PixArt-alpha / PixArt-sigma

PixArt-Σ: Weak-to-Strong Training of Diffusion Transformer for 4K Text-to-Image Generation
https://pixart-alpha.github.io/PixArt-sigma-project/
GNU Affero General Public License v3.0
1.44k stars 67 forks source link

Train text encoder #84

Open raulc0399 opened 1 month ago

raulc0399 commented 1 month ago

added code to train the text encoder, with options for lora rank, learning rate and early stopping

linnanwang commented 1 month ago

@raulc0399 just to be curious, why would you want to train text encoders?

raulc0399 commented 1 month ago

@linnanwang there are several papers that explore training the text encoder for sdxl. so i thought to try it with pixart - but this trains the textencoder it is no reproduction of any of those papers.
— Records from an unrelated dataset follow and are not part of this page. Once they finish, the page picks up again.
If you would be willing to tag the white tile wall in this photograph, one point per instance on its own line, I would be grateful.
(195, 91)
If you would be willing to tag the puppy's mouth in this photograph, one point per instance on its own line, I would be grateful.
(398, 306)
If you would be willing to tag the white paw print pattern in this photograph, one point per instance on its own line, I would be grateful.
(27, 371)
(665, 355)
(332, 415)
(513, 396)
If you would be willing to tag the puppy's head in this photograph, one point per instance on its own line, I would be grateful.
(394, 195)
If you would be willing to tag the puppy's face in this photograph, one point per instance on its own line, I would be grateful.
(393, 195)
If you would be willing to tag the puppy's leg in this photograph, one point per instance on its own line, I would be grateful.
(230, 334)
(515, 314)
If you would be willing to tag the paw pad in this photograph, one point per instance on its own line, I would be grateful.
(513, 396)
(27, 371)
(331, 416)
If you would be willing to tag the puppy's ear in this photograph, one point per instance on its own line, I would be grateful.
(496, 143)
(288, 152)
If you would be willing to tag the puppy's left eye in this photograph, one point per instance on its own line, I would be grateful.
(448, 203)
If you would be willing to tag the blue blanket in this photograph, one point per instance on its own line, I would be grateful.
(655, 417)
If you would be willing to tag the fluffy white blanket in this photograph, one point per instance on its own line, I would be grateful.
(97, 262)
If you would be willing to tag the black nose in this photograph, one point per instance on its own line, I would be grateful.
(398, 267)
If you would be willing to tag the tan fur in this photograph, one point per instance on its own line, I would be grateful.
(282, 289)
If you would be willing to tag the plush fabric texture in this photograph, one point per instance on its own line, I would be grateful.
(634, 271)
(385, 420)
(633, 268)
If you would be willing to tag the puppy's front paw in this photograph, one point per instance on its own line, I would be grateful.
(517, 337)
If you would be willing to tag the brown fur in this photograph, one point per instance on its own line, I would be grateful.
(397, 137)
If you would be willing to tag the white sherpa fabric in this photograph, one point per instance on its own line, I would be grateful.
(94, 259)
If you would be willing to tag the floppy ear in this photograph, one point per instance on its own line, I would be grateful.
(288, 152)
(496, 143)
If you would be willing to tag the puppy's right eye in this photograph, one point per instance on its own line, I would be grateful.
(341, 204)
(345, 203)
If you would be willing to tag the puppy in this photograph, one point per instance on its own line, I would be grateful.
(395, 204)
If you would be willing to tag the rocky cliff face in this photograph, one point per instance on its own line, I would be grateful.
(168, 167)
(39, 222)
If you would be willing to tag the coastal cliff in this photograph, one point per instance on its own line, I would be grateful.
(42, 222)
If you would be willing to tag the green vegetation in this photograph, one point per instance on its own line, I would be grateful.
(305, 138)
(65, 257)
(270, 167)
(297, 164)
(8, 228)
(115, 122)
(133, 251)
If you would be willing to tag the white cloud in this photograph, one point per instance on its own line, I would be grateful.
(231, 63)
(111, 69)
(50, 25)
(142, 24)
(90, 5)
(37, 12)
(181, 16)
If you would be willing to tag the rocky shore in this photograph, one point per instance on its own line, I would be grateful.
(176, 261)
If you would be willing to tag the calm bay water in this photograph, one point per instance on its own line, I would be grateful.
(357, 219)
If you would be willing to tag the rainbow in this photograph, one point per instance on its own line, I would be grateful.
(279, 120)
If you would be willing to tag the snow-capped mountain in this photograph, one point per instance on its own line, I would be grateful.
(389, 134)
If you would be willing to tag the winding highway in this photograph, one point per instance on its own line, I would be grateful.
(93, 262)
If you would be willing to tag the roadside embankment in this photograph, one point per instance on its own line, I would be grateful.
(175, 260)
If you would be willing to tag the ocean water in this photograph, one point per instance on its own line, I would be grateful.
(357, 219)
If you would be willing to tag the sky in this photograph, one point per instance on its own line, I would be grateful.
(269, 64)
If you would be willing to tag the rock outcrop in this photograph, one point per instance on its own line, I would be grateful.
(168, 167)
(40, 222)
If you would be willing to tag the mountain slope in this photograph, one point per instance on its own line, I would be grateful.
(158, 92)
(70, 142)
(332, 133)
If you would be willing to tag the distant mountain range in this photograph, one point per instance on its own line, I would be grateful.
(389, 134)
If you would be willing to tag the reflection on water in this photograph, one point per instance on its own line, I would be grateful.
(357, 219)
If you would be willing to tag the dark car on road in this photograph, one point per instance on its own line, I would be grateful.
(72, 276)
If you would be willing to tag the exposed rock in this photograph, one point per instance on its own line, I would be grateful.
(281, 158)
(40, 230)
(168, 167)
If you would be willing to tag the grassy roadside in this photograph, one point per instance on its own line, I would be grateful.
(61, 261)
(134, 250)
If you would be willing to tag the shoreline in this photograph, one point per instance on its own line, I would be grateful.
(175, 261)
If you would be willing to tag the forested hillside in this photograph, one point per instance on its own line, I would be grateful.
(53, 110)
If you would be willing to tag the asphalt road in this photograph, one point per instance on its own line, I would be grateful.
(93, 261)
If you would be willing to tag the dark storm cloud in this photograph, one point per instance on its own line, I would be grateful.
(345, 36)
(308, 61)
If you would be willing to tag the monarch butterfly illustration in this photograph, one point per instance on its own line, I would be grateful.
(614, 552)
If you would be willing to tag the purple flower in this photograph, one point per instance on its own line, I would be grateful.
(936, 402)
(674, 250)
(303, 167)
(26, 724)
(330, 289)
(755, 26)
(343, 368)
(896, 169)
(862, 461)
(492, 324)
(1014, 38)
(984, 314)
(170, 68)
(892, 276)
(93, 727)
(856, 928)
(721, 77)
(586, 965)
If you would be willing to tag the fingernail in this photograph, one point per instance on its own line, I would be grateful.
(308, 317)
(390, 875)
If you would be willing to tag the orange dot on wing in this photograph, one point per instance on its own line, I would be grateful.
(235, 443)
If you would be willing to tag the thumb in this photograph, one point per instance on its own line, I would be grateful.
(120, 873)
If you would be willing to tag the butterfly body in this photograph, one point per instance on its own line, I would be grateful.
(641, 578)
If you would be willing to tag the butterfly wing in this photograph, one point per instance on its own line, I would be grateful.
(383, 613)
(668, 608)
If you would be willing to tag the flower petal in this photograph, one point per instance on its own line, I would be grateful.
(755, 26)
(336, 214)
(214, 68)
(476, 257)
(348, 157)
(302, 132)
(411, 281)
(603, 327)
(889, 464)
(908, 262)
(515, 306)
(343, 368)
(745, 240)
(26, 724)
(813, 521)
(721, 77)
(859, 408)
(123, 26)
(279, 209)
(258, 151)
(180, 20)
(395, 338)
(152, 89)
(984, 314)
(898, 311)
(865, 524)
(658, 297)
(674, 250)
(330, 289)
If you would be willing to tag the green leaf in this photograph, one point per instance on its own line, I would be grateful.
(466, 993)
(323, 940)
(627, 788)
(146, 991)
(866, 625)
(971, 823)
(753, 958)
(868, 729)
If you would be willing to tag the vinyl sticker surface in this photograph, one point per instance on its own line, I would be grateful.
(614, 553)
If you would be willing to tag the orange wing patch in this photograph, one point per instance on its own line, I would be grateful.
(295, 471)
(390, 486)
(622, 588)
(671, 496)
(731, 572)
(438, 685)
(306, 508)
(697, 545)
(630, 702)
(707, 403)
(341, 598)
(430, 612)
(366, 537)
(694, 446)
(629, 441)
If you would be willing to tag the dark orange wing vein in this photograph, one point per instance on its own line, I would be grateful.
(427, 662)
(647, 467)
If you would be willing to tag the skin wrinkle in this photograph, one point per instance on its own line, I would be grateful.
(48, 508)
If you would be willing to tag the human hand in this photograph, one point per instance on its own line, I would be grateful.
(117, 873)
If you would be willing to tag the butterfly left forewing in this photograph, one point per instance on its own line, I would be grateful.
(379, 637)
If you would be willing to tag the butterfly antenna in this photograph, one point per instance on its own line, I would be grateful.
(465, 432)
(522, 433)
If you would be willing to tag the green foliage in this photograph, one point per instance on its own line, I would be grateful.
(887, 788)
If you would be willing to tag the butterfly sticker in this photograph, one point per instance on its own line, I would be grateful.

also some posts on reddit show some improvements while training for the text encoder for sdxl: https://www.reddit.com/r/StableDiffusion/comments/17xdb3m/text_encoder_onoff/

my tests show that with smaller data sets it converges sooner and it improves the quality of the generation. also if using the prompts without the trigger words, the generation was closer to the original basemodel. but i did run only a few numbers of tests ... but would be interesting to see what others find out

i will also try it with some regularization images to try to reproduce dreambooth training.